Prosody Controls

MCP Voice Engine provides event-driven prosody controls that shape cadence and intonation intentionally — without destabilizing pitch targets.

Expressive prosody

Accents and boundary tones are applied as discrete events, not global style knobs. This lets you shape specific words or phrases while keeping the rest of the utterance stable.

Key properties enforced by the test suite:

Behavior	What it means
Accent locality	Accents affect only the target pitch region — no smear into adjacent syllables
Question vs statement	Rising boundary tone for questions, falling for statements — reliably distinct
Post-focus compression	Focus events have consequences — compressed pitch range after the focal word
Deterministic event ordering	Same prosody event sequence always produces the same pitch curve
Style monotonicity	Expressivity increases (expressive > neutral > flat) without increasing instability

Meaning tests

The test suite goes beyond “does it run” to enforce communicative behavior.
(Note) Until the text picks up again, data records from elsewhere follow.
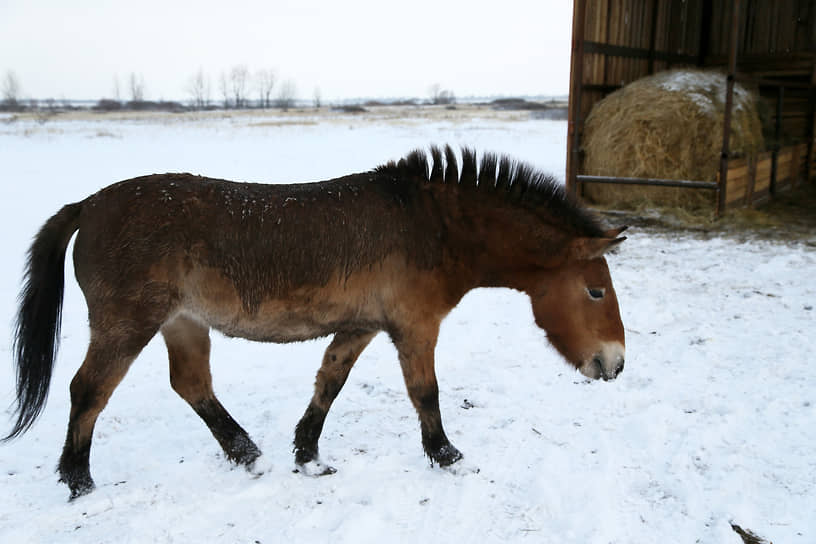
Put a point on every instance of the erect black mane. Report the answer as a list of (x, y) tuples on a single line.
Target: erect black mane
[(500, 175)]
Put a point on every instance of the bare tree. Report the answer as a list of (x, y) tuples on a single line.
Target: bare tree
[(11, 89), (286, 95), (440, 95), (136, 87), (223, 86), (317, 98), (265, 80), (199, 89), (238, 83)]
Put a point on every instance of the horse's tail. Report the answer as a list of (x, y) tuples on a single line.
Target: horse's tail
[(36, 335)]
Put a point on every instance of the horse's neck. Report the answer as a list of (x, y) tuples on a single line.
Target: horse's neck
[(503, 253)]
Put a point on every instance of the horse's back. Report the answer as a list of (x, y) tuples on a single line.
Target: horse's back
[(265, 262)]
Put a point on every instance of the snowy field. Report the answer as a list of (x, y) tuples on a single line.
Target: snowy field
[(712, 421)]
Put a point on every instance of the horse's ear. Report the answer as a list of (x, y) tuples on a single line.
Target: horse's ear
[(591, 248), (614, 233)]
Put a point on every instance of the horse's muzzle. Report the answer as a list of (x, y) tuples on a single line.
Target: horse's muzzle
[(606, 364)]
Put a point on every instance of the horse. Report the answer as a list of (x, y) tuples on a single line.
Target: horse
[(393, 249)]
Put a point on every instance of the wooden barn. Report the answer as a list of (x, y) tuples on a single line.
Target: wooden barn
[(768, 44)]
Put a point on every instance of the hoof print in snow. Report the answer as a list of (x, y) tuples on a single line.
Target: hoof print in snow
[(314, 468)]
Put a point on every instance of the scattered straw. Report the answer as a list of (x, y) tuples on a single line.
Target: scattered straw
[(667, 126)]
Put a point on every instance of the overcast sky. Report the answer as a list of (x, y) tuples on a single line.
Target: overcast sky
[(347, 48)]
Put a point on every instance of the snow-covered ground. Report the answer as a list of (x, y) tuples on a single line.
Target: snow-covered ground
[(711, 422)]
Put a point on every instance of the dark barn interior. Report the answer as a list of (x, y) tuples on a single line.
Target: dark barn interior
[(770, 45)]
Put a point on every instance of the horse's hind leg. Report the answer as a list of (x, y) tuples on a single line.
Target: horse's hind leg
[(188, 347), (106, 363), (340, 356)]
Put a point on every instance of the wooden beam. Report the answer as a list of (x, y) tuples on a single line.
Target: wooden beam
[(729, 101), (575, 122), (682, 183), (637, 53)]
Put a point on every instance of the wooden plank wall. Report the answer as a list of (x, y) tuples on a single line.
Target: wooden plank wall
[(625, 40), (750, 179)]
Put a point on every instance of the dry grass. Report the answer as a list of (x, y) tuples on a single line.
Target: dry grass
[(665, 126), (790, 216)]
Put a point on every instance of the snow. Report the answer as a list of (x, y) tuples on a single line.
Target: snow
[(711, 422), (706, 88)]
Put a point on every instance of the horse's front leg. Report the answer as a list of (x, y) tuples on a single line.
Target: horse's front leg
[(416, 354), (340, 356)]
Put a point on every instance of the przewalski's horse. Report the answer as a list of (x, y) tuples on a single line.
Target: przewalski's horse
[(392, 250)]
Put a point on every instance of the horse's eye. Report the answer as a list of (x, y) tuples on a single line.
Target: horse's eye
[(596, 293)]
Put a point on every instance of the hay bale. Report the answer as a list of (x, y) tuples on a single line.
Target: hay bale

These are semantic guardrails that verify the engine produces musically and linguistically meaningful output.

Each meaning test checks a specific communicative property:

Accent locality — an accent on word 3 should not affect the pitch of word 1 or word 5
Question rise — a question boundary tone should produce measurably higher terminal pitch than a statement
Post-focus compression — words after a focus event should have a narrower pitch range
Event ordering — given the same event sequence, the output must be bit-identical
Style monotonicity — increasing expressivity should increase pitch variation without increasing jitter

Style levels

The engine supports multiple style levels with a strict monotonicity guarantee:

flat < neutral < expressive

Higher expressivity means more pitch variation and wider dynamic range, but never more instability. This is verified by comparing jitter metrics across style levels.